2.84 Bacteriophages Bacteriophages are viruses that infect bacteria. These viruses can transfer genetic material via transduction or can alter the genotype of the host with the genetic material of the virus itself. Because of their ability to carry genetic information bacteriophages are utilized as vectors, in a manner similar to plasmids. Bacteriophages are studied as model systems for prokaryotic gene regulation and play an important role in infectious disease. In some cases, such as with toxic shock syndrome, the infection of a benign bacterium with a phage can make it a virulent pathogen.

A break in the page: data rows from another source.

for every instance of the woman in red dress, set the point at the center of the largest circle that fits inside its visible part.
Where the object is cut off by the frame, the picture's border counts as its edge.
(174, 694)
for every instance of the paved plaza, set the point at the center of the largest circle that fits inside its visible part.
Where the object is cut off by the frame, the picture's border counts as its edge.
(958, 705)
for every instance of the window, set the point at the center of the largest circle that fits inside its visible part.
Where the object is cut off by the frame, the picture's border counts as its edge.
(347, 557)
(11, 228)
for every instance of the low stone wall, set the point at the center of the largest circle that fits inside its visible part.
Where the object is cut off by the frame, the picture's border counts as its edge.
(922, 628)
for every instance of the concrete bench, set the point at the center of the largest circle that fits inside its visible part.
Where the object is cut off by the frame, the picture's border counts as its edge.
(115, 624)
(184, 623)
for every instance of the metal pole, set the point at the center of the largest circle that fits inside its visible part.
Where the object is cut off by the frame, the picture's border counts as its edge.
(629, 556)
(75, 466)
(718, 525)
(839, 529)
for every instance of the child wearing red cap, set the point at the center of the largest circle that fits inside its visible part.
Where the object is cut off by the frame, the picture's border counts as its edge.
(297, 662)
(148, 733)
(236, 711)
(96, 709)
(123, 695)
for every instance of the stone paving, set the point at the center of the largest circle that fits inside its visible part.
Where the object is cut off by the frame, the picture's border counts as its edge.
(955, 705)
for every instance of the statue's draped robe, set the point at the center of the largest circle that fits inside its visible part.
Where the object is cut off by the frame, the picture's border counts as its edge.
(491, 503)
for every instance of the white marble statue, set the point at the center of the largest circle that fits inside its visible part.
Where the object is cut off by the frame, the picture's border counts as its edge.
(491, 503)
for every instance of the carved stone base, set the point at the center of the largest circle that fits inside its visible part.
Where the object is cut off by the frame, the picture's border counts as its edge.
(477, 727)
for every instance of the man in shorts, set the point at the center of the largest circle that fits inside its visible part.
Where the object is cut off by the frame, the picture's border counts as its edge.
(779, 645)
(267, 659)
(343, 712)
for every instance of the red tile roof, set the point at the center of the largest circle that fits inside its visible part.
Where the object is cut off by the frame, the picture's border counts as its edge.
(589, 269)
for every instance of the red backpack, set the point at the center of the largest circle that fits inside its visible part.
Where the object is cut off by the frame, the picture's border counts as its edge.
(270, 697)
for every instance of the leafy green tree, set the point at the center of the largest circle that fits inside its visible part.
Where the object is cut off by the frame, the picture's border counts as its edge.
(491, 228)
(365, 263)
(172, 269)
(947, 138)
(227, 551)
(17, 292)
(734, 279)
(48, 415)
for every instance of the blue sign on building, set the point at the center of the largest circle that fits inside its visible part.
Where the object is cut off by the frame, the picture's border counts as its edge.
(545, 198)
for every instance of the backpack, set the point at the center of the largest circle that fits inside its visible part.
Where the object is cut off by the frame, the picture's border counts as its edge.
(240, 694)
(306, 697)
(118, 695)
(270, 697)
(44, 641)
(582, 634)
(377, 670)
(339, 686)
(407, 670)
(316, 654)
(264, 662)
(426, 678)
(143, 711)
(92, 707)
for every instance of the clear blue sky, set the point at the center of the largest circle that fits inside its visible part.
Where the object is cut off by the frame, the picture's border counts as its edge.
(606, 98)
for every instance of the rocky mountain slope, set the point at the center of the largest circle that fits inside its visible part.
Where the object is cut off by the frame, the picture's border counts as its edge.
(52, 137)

2.85 Sexual Reproduction When the parental haploid gametes fuse during fertilization, they form a diploid organism that contains half of the genetic makeup of each parent. This produces a situation where an organism may have two different copies (one from each parent) of a single gene. These different copies are alleles and can be either recessive, dominant, or codominant. Recessive alleles are ‘silent’ unless the organism has to recessive alleles, then the phenotype is shown. Usually recessive alleles are defective genes that do not produce their product, but one functional copy can provide enough gene product for the organism to live. Dominant alleles always show their phenotype, and a good example of a dominant phenotype would be a fully functional gene. Codominant alleles will always be shown in the phenotype, but the other allele will be shown as well. The classical example of codominance is the ABO blood groups. This assortment of chromosomes during sexual reproduction provides much of the genetic diversity found in eukaryotes. Defective alleles can be compensated for to allow more offspring to survive, and genes from other populations can be incorporated into the gene pool with time.

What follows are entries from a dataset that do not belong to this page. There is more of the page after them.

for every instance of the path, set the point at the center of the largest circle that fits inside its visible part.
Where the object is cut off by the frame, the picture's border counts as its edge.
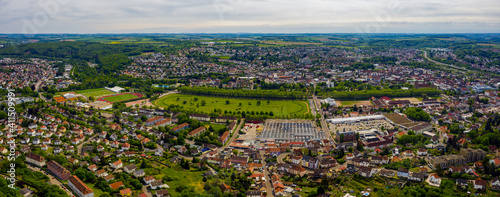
(52, 179)
(269, 187)
(324, 124)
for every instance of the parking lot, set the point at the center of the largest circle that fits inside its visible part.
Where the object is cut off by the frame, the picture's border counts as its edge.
(294, 130)
(363, 125)
(251, 133)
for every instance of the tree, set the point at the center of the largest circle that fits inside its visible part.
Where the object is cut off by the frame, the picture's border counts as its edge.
(321, 190)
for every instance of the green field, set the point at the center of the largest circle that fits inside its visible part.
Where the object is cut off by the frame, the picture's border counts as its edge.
(277, 107)
(94, 92)
(119, 98)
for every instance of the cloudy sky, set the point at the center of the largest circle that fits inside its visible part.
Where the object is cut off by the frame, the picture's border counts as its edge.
(252, 16)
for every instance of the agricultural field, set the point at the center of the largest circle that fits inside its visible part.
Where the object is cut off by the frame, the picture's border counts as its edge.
(120, 97)
(94, 92)
(195, 102)
(352, 103)
(177, 176)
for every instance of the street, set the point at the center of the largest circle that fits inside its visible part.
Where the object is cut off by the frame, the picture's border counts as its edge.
(269, 187)
(52, 179)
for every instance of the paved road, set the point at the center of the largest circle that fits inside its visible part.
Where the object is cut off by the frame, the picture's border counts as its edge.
(324, 124)
(80, 146)
(280, 157)
(53, 180)
(269, 187)
(235, 133)
(459, 69)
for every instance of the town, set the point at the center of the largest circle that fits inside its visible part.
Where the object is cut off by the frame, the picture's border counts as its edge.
(242, 118)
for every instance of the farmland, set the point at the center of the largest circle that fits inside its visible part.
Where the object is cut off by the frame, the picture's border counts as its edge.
(195, 102)
(98, 92)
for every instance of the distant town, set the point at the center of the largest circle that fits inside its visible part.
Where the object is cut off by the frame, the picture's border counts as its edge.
(209, 115)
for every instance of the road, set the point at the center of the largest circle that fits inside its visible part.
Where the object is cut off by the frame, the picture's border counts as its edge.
(280, 157)
(324, 125)
(459, 69)
(235, 133)
(269, 187)
(53, 180)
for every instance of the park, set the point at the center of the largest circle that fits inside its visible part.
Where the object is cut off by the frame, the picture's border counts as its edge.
(208, 104)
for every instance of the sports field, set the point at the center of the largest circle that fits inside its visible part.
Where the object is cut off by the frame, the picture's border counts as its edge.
(94, 92)
(120, 97)
(277, 107)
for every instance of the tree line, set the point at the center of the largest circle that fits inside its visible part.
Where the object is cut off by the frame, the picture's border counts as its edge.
(240, 93)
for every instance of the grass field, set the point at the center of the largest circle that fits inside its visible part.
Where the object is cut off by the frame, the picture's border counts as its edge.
(277, 107)
(178, 176)
(94, 92)
(120, 98)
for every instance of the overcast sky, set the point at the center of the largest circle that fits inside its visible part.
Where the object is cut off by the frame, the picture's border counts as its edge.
(252, 16)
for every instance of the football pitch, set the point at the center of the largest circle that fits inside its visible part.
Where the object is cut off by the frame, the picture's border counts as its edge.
(94, 92)
(119, 98)
(278, 107)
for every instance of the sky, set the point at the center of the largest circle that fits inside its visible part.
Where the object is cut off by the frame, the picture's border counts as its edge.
(249, 16)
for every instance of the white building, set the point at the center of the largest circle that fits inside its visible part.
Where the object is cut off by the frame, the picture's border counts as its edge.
(115, 89)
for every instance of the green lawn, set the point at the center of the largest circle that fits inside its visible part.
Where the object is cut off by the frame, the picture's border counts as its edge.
(278, 107)
(176, 176)
(119, 98)
(94, 92)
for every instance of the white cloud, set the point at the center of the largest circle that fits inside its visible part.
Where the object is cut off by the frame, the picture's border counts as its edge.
(288, 16)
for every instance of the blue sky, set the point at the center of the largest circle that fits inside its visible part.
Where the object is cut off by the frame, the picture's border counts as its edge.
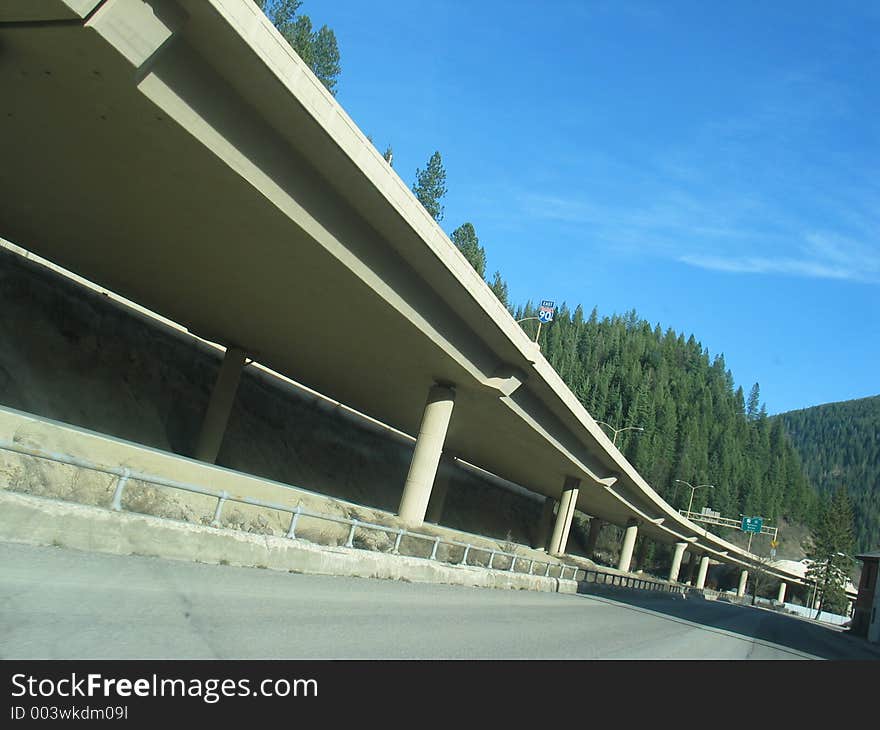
(712, 165)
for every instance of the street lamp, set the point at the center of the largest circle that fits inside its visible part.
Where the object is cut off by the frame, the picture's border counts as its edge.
(619, 430)
(694, 489)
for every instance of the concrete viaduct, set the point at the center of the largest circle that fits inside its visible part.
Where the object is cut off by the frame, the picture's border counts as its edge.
(180, 153)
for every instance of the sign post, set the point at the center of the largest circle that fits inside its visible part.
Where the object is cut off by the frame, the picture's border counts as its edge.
(545, 315)
(752, 525)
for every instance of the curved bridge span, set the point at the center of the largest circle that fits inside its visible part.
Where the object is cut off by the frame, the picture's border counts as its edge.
(180, 153)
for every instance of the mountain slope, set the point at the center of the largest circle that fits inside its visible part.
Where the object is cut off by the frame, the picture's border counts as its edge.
(839, 443)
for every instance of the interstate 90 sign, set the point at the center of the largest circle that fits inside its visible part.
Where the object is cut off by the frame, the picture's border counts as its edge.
(545, 313)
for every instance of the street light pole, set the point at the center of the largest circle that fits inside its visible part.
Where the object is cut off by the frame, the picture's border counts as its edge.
(694, 489)
(619, 430)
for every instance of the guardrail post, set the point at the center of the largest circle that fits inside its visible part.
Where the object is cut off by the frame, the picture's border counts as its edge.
(350, 542)
(291, 532)
(221, 500)
(120, 485)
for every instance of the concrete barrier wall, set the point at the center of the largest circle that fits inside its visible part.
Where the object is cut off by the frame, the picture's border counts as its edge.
(38, 521)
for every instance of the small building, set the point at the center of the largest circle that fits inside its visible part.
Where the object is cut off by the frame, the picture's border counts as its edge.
(866, 622)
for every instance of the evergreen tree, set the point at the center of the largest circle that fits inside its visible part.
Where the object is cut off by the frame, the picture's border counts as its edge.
(837, 444)
(754, 405)
(499, 287)
(465, 239)
(430, 186)
(829, 553)
(318, 49)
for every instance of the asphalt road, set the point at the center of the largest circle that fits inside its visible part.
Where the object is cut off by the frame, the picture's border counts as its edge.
(63, 604)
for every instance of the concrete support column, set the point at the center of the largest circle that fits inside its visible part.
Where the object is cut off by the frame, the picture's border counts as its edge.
(542, 534)
(704, 570)
(629, 542)
(680, 547)
(220, 405)
(692, 567)
(596, 526)
(564, 515)
(743, 580)
(426, 457)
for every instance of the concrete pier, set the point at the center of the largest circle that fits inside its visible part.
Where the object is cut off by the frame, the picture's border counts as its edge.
(220, 405)
(564, 515)
(426, 456)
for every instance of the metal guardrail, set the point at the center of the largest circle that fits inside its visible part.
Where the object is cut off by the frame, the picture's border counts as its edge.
(124, 475)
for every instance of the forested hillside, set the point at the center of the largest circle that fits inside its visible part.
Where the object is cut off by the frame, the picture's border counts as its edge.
(839, 445)
(697, 426)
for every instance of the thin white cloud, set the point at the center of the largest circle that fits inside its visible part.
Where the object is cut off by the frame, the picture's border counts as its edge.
(759, 265)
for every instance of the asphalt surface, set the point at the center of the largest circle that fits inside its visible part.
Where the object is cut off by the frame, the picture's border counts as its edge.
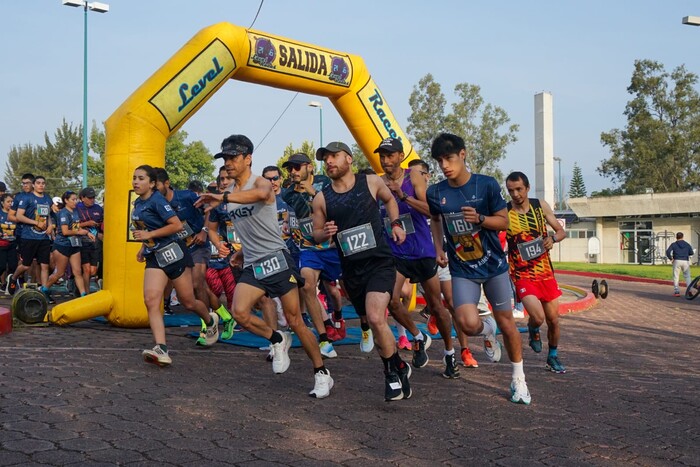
(81, 394)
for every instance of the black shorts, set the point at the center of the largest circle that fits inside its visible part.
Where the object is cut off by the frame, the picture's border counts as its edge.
(174, 270)
(39, 250)
(278, 284)
(373, 275)
(417, 270)
(88, 254)
(66, 251)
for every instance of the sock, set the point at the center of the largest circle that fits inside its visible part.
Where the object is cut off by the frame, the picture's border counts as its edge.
(518, 370)
(223, 312)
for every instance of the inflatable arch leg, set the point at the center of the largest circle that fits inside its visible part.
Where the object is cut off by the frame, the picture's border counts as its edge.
(136, 134)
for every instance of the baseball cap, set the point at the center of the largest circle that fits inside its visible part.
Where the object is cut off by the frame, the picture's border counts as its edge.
(335, 146)
(235, 145)
(296, 159)
(390, 145)
(87, 193)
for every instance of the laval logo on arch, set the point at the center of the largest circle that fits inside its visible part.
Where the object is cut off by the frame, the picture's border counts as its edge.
(202, 76)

2.86 Transposons Transposons are short stretches of DNA that have flanking inverted repeat regions. These transposons can undergo recombination to be incorporated into a host genome or plasmid. The DNA carried between the flanking sequence must contain a resolvase gene that is required to integrate the transposon into DNA and may carry other genes. Genes carried by transposons often confer antibiotic resistance to bacteria, and this represents a major public health concern.

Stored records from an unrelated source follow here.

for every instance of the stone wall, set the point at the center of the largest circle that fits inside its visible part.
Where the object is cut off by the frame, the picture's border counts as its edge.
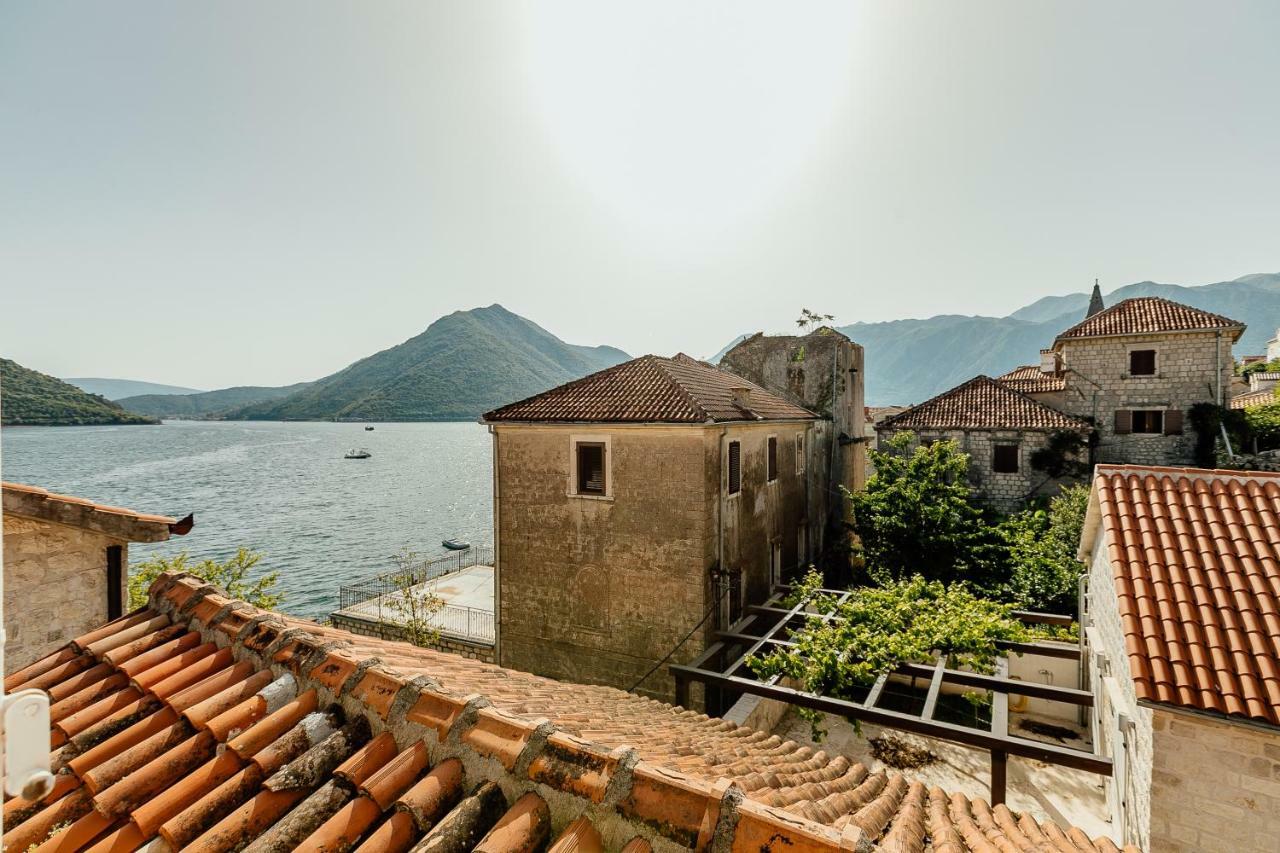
(54, 585)
(1188, 370)
(1215, 785)
(1002, 491)
(384, 630)
(599, 589)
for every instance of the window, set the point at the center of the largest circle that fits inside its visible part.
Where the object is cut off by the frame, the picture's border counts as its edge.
(1148, 420)
(1004, 459)
(735, 468)
(590, 468)
(1142, 363)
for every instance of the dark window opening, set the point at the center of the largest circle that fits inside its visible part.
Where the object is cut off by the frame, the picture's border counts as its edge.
(1142, 363)
(1148, 420)
(590, 469)
(1004, 459)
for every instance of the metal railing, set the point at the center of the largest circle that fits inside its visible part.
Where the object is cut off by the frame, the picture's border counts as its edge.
(392, 582)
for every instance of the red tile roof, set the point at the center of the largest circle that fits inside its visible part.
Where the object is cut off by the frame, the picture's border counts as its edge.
(1251, 398)
(1147, 315)
(653, 389)
(983, 404)
(1196, 560)
(211, 725)
(76, 511)
(1029, 379)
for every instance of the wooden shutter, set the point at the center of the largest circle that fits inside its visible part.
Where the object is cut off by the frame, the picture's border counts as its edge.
(735, 468)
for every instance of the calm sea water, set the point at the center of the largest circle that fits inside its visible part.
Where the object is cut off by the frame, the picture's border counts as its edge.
(283, 489)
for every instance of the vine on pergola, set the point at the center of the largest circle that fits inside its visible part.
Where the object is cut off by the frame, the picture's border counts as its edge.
(876, 629)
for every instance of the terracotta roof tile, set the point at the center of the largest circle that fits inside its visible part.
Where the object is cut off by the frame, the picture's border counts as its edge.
(1147, 315)
(653, 389)
(1194, 610)
(1029, 379)
(275, 752)
(983, 404)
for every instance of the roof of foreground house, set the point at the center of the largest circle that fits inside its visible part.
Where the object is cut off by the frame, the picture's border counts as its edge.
(35, 502)
(1029, 379)
(1196, 560)
(653, 389)
(213, 725)
(983, 404)
(1150, 315)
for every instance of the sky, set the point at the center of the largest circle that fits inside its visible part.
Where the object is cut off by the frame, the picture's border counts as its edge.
(260, 194)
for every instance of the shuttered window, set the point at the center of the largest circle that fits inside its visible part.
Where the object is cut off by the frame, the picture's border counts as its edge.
(1142, 363)
(1148, 420)
(590, 468)
(735, 468)
(1004, 459)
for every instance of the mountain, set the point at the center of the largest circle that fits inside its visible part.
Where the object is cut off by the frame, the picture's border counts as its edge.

2.87 Recombination Recombination is a reaction between homologous regions of DNA that results in physical rearrangement of the DNA molecule. This reaction produces a phenomenon known as crossing over, which is the exchange of parts of one chromosome for homologous parts of another chromosome. Single stranded breaks in the DNA occur, and the area of homology expands until a chi sequence is reached. When this occurs, the DNA undergoes a conformational change that results in the exchange for part of one chromosome for the comparable part of another chromosome. Recombination occurs at a characteristic frequency that can be used to produce a genetic map. If two genes are separated by one centiMorgan (cM), they have a 1% chance of being separated by recombination during meiosis. As the physical distance between two genes on a chromosome increase, the chance of separation by recombination increases.